La manovra è ancora tutta da scrivere. Ma il conto si prospetta già salato. Considerando gli interventi che sembrano già certi e le spese indifferibili servono almeno 30 miliardi. E se nel governo non ci sono dubbi sulla necessità di costruirla sui “capisaldi” di lavoro, pensioni e famiglia, più complessa si prospetta la caccia alle risorse. Finora i 6-7 miliardi disponibili offrono una coperta molto corta e gli spazi cui si guarda per allargarla consentirebbero di arrivare a coprire solo metà dell’intera legge di bilancio. Una strada dunque in salita, che potrebbe essere resa più ardua da diverse variabili, dall’andamento dell’economia al negoziato in Europa sul nuovo Patto di stabilità, fino alle pressioni dei partiti per inserire le proprie misure bandiera. Una sfida non facile per il governo. Che sulla manovra potrebbe fare un primo giro di tavolo lunedì in cdm. Mentre per lunedì 4 settembre è fissata una riunione dei capigruppo di maggioranza a Palazzo Chigi con la premier Giorgia Meloni, annuncia Maurizio Lupi (Nm), che da Rimini lancia anche un appello agli alleati: “basta con questo continuo sventolare di bandierine”. Uno dei temi che stimola particolarmente gli appetiti dei partiti è quello delle pensioni. Al momento si studiano solo piccoli aggiustamenti all’esistente, mentre dovrebbero essere rinviati gli interventi più costosi.

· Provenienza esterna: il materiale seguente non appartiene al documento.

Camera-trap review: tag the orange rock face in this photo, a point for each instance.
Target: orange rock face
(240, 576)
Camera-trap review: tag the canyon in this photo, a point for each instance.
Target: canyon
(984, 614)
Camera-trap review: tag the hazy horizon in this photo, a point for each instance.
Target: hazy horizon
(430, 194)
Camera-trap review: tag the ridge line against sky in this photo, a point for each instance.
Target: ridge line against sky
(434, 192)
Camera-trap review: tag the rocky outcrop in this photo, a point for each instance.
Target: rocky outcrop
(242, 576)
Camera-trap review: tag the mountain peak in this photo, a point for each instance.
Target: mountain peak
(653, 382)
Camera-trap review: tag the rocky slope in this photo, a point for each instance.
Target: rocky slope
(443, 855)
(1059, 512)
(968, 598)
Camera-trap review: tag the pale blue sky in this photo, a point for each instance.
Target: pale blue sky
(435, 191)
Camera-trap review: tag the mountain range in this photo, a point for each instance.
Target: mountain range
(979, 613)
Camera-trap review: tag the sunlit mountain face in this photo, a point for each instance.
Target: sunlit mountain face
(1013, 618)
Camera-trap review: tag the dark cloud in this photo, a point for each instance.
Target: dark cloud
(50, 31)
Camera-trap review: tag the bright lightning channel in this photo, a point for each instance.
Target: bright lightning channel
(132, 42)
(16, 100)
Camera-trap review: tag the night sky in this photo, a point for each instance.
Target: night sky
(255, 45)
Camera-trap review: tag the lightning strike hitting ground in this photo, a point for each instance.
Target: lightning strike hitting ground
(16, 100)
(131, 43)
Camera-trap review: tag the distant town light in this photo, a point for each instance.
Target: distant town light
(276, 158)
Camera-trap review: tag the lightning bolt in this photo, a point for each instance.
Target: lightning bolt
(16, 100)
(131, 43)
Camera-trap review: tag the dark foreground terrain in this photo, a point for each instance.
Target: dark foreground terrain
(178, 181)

Quindi si va verso la proroga di Quota 103 e l’Ape sociale per i lavoratori disagiati, mentre si guarda ad aggiustamenti per Opzione donna allargandone la platea (anche se spunta l’ipotesi di cancellarla del tutto, inglobandola nell’Ape sociale). Ma la Lega, dovendo rinunciare a ‘Quota 41′ secca, punta su una versione ridotta con un sistema esclusivamente contributivo, magari per un solo anno. Forza Italia invece lavora non solo a replicare l’innalzamento delle minime a 600 euro per gli over 75, ma ad alzare l’asticella a 700 euro, con l’obiettivo di portarle progressivamente a 1.000 euro entro la legislatura. Il capitolo pensioni rischia di essere complicato anche in termini economici. A parte gli 1,2 miliardi per Quota 103 e i 210 milioni per portare le minime a 600 euro, resta da affrontare il nodo della rivalutazione degli assegni: l’anno scorso è stata tagliata per fasce a partire dagli assegni oltre quattro volte il minimo e quest’anno, mantenendo lo stesso criterio, l’intera operazione potrebbe valere oltre 13 miliardi. Altra voce pesante è il rinnovo del taglio del cuneo contributivo, per il quale servono 9-10 miliardi. Ci sono poi le spese indifferibili (6 miliardi), l’avvio della riforma Irpef (servono almeno 4 miliardi), oltre alla proroga della tassazione agevolata sui premi di produttività e i fringe benefit (1-2 miliardi), delle agevolazioni sui mutui prima casa per i giovani, la detassazione delle tredicesime, l’avvio del ponte sullo Stretto. E poi tutto il pacchetto famiglia, per il quale si studiano aiuti per i nuclei con 3 figli, agevolazioni per chi assume mamme, bonus secondo figlio; mentre potrebbe richiedere più tempo il quoziente familiare. Un ricco elenco di interventi che deve però fare i conti con entrate limitate.
Al momento ci sono i 4,5 miliardi in deficit ricavati dal Def, i 300 milioni di spending e i 2-2,5 miliardi attesi dalla tassa sugli extraprofitti sulle banche (che però potrebbe essere smussata nel passaggio in Parlamento). Altri 4-8 miliardi potrebbero arrivare dalla riforma fiscale tra potatura delle agevolazioni ed effetti del rapporto collaborativo tra fisco e contribuente. Ma anche così si arriverebbe a metà delle risorse necessarie. Il vicepremier Antonio Tajani propone di privatizzare i porti: ma c’è già l’altolà dei sindacati e delle opposizioni. Che restano preoccupate per quello che sta prendendo forma. “Emergono segnali inquietanti”, avverte il M5s. “Mancheranno le risorse per rafforzare la sanità, investire sulla scuola”, segnala Avs. “Mancano 30 miliardi”, quantifica il leader di Iv Renzi, che all’orizzonte vede “solo tagli”. E’ “l’amara verità” svelata dal ministro Giorgetti, constata il capogruppo del Pd Francesco Boccia: sarà una manovra “molto difficile”.